A basic search for “MMS” on Facebook turns up groups including “Treating Lyme with MMS.”
Previously, the top result was for a private group called “MMS Protocol Support Page,” which included detailed instructions for purchasing and administering the solution.
While a welcome post from the church for new members noted “no medical advice is given here” and it did not “recommend trying MMS,” the same post went on to describe MMS as “profoundly healing.”
A later post from the church’s page offered virtual “Hourly Personal MMS Coaching Sessions” for $50. Members posted almost exclusively about their daily MMS regimes and medical questions, which were addressed by the administrator and other users.
After an inquiry from the Daily Dot, a representative from Facebook said the group was removed for violating the platform’s Community Standards.
The public church page behind the group, which shares similar dosing information, is still available. The FDA sent a warning letter to the Genesis II Church in early April to cease selling the solution. Later that month, a federal judge temporarily blocked them from further sales. Links to purchasing MMS as “donations” to the church are still readily available on its website.

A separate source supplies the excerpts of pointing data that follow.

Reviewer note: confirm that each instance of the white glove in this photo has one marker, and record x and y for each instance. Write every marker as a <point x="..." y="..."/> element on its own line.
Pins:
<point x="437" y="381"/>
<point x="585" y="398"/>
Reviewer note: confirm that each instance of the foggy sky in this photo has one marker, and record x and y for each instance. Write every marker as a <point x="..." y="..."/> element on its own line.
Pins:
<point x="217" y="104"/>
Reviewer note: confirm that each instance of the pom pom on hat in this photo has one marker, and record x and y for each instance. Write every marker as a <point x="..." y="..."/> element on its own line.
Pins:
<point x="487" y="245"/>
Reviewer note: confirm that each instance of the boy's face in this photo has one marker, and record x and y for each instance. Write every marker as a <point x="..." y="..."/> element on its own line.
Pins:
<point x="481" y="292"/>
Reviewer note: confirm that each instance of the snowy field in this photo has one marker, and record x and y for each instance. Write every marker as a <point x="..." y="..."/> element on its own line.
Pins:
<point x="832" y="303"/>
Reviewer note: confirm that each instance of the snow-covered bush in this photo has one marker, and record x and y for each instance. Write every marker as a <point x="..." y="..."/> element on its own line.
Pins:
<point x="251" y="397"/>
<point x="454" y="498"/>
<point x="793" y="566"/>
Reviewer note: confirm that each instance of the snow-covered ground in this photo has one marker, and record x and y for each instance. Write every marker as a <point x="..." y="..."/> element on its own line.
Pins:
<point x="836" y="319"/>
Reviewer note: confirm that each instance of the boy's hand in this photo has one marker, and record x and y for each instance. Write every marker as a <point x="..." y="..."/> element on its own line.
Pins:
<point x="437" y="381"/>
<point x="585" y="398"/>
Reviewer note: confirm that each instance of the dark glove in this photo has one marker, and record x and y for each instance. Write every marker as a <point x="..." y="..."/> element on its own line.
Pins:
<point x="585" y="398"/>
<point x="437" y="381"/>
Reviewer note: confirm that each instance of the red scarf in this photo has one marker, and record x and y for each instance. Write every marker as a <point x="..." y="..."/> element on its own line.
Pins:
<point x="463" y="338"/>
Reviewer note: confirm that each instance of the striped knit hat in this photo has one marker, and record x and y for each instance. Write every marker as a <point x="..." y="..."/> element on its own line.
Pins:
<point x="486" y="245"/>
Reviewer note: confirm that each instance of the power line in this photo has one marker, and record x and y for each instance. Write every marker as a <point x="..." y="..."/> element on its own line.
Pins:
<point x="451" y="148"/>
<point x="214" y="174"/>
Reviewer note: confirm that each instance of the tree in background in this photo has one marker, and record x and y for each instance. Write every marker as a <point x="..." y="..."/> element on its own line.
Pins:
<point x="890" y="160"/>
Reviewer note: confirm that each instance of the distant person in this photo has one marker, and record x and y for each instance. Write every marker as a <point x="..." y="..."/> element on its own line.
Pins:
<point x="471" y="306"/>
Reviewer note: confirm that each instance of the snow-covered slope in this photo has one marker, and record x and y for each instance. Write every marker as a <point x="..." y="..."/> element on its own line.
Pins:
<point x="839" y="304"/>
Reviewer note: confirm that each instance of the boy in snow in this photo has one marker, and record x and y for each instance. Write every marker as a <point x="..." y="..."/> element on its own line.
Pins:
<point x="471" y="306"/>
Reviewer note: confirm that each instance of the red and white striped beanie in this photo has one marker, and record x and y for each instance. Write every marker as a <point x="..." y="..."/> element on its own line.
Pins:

But just removing one page won’t do much to halt the hucksters.
On Facebook, posters continue to share their sources for purchasing the chemical solution. Both groups mentioned here had numerous posts and comments referring to multiple operators offering MMS, including sellers on eBay and other Facebook users. Those posts are still available in the “natural remedies” groups.
Facebook’s Regulated Goods policy prohibits content that attempts to sell, promote, or solicit non-medical drugs, as well as posts that provide instructions on how to use or make non-medical drugs.
When it comes to the issue of disinformation in groups, Facebook previously told the Daily Dot, “Anyone who searches for COVID-19 related groups is directed to credible information from health organizations.” Facebook also has promised to “reduce the distribution” of groups that promote disinformation or even remove or delete them.
Members in MMS groups had expressed concern that Facebook would monitor their posts. Some users, like Rivera, have turned to alternative platforms like Telegram, where, as Business Insider reports, she is able to post with impunity.
Experts around the world agree there is currently no cure for coronavirus. The FDA warns of any substances that claim to “cure, treat, or prevent COVID-19.”